Difficulties in the real world compared to the guidelines
As a clinician, IBS care is really hard to deliver. This is because we can’t make an instant diagnosis if the patient hasn’t had symptoms for 6 months. When doing the initial exclusion investigations, the patients may not return for their results. Sometimes they will re-present to another clinician, sometimes they are feeling better and never return at all. Worst of all, they never seem to come just with IBS symptoms. The complexity of modern Primary Care means that these stories are woven into consultations about stress and job loss, bereavement and anxiety. It’s hardly surprising we can’t get everyone fixed. With multiple proposed mechanisms of symptoms, each case needs handling individually with tailored advice based on specific circumstances. The best treatment for someone with anxiety is not likely the same as for someone with a very poor diet.

Audit results
When reviewing a set of notes over time, one easy thing to do, is to review the tests they have ever had. 20% of people with coded IBS had never had a coeliac screen and 30% were missing a faecal calprotectin. Of those who met the criteria, Ca125 was only done 40% of the time. It’s easy to overlook when there is bloating in a female over 50, when there are so many other parts to the presentation. Of cases meeting the criteria for a FIT test, this was only done a quarter of the time. This suggests that first diagnoses appointments should try to do all the testing at once and that review appointments should be more willing to re-check calprotectin and still to be asking screening questions for cancer ongoing. Just because the risk of cancer is not increased from the normal population, it is still the same as the population. I think that patients and doctors are safer if we have documented an absence of rectal bleeding and an absence of weight loss when symptoms persist.

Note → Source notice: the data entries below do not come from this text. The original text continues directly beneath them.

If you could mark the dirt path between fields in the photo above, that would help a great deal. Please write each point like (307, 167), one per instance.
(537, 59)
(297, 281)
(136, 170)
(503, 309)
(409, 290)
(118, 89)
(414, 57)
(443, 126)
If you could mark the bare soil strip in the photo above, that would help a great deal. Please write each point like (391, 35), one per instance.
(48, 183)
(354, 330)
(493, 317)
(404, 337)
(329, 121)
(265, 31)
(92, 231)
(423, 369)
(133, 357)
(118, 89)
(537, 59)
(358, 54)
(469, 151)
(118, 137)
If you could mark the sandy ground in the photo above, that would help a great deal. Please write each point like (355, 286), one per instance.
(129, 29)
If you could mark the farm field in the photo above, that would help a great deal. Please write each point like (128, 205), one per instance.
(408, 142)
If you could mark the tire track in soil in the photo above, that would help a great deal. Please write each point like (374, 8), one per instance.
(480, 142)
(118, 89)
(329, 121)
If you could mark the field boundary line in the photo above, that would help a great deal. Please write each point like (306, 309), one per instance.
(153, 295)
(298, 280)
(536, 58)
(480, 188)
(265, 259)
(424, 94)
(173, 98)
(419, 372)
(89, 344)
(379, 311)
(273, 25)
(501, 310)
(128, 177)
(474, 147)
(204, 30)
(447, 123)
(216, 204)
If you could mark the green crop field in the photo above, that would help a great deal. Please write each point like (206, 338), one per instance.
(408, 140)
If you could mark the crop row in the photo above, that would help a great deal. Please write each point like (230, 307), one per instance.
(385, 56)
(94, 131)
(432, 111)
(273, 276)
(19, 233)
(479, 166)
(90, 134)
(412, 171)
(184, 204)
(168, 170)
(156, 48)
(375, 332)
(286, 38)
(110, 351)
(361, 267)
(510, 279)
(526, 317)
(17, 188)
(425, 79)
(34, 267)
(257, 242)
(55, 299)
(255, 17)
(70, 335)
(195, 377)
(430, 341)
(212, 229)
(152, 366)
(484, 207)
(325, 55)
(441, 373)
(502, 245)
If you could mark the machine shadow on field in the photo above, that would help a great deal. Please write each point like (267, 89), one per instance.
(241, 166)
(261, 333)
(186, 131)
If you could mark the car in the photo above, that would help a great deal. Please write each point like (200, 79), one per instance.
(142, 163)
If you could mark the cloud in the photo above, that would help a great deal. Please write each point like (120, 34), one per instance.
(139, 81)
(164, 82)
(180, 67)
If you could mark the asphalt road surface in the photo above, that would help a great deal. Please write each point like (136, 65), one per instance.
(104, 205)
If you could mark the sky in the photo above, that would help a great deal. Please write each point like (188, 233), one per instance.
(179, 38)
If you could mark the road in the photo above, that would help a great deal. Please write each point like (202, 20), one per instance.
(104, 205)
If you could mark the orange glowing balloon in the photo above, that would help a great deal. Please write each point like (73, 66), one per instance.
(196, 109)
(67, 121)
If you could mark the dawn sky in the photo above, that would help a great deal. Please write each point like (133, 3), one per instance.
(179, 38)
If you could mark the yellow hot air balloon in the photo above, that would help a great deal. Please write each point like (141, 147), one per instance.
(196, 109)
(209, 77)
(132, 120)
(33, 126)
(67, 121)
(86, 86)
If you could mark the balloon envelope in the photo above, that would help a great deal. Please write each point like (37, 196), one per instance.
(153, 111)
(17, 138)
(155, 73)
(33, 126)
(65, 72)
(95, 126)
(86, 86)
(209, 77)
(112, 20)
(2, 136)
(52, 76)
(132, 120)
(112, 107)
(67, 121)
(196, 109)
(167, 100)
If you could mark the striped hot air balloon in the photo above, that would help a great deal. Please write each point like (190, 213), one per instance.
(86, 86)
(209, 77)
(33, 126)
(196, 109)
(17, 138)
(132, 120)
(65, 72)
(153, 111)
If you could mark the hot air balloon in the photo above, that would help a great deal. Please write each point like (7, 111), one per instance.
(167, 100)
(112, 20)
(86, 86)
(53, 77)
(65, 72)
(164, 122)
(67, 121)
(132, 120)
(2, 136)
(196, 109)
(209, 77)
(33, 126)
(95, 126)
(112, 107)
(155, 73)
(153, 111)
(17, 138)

The case for low FODMAP diets and probiotics
In the audit sample, 25 cases were advised on low FODMAP diets. Whilst these can be incredibly useful in the right patients, only three of the sample were also referred to a dietitian. This leads to the risk of harms. Dietitian follow-up is essential to ensure that the end diet is balanced and that FODMAPS are re-introduced.

By contrast, probiotics which are mentioned in the lifestyle section of the BSG guidelines alongside diet and exercise were only mentioned twice in the notes – an underrepresentation for an effective treatment which does not have documented harms and which does not need a dietitian.

A notable case
There was a cancer in the group I studied. But not in whom you would think. This patient was in her late 30s, reported a change in bowel habit and had a normal FBC and no weight loss. She was referred routinely to gastroenterology owing to unsettling symptoms and a calprotectin that had dropped from over 600 to normal on repeat. Her colonoscopy was done ‘for completeness’ with no clinical suspicion at clinic.

Primary Care for IBS is amazing. We literally change lives. Given the emerging evidence for probiotics, these could be tried more often. However, if we want to do it better, it is all about consistency. This starts with all using the criteria for diagnosis and should be supported by IT which helps us do all the testing. In the last sad case, this includes FIT testing for any adults presenting with a change in bowel habit. Not all IBS is IBS.